Free of heavy industry and 6,000 feet above sea level, San Miguel also is bathed in the kind of clear light artists worship (the town's artistic tradition goes back to the 16th century, when it was settled by a group of Indians who'd been taught European techniques of weaving by a Franciscan friar). The pure air is further sweetened by the music of scores of church bells, which continually call to the faithful. The most resonant bonging comes from the pink-stone gothic spires of the Parroquia, or parish church.

Students of all ages flock to San Miguel from around the world to study Spanish at several internationally famous language schools, or art and music at the Ignacio Ramirez Cultural Center, a branch of Mexico City's renowned Instituto de Belles Artes.

In addition to the artsy crowd, San Miguel also attracts history-minded travelers tracing the Route of Independence through the Mexican Bahio, the arid central highlands between Texas and Mexico City. The seeds of insurrection were first scattered in San Miguel and other nearby colonial cities, and in 1821 the town was renamed San Miguel de Allende to honor a revolutionary hero who was born there.

What makes San Miguel all the more attractive is the fact that it is a mega-bargain for Americans. After the latest currency devaluation a year ago, the Mexican peso lost close to 40% of its value. The exchange rate now is hovering around 6 pesos to the dollar, which translates into four-course meals for less than $8.

San Miguel is also essentially a peaceful haven. The locals know that gentrification has been a huge boon to the economy, providing steady employment in a hardscrabble land. What little crime there is mainly seems to involve petty thefts, mostly by pickpockets from Mexico City who hit town to work the major tourist festivals.

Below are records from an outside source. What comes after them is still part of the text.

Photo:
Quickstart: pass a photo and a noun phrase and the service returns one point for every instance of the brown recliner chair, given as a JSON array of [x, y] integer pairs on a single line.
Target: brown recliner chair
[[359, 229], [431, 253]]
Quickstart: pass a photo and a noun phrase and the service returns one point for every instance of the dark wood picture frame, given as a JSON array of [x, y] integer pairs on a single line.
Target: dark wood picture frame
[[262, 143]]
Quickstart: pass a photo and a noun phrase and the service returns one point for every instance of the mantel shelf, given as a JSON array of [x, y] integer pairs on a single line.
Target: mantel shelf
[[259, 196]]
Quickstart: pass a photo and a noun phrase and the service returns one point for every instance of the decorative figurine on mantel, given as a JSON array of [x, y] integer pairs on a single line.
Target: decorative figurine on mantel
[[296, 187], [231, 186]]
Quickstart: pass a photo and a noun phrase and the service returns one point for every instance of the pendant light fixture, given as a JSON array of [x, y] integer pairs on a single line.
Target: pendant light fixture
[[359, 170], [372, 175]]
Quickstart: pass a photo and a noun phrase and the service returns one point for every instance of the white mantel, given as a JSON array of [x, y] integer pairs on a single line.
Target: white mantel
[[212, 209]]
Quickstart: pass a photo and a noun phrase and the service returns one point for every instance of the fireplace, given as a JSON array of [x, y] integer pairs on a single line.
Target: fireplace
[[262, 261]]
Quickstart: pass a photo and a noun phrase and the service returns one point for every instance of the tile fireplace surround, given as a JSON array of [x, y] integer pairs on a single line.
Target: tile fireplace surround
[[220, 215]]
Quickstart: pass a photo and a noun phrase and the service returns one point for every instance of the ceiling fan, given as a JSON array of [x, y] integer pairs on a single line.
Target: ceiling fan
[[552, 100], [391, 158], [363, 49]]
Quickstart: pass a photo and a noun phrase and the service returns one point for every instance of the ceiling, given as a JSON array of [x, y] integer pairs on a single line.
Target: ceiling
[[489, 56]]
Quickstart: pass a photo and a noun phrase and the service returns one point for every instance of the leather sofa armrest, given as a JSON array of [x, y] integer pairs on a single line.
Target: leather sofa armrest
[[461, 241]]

Since the American colony took root in the 1950s, increasing numbers of visitors have been known to cancel their flights home and settle in for the winter--or forever. A favorite joke in the expatriate community greets every newcomer: "What--you've been here three days and haven't bought a house yet?"

To find out what's going on each week, pick up a copy of San Miguel's English-language newspaper, Atencion, whose name bespeaks the fact that most new settlers immediately don straw hats and serapes and set about learning Spanish.


San Miguel obliges them in many other ways, as well, often with a mix of Indian and Spanish traditions. Native women still patronize an outdoor public laundry, which now consists of washtubs that stand near the stream where women used to beat their clothes clean on rocks. And every Sunday night the local teenagers continue the age-old Spanish custom of promenading around the main plaza.

This central square--the Jardin or garden--is a favorite gathering place for locals and tourists at any hour. At dusk, however, the rows of manicured laurel trees attract flocks of boat-tailed grackles, whose squawking makes it almost impossible to hold a conversation. (Inmates from the town jail reportedly are marched across the street at dawn to scrub off the park benches after the nightly assault.)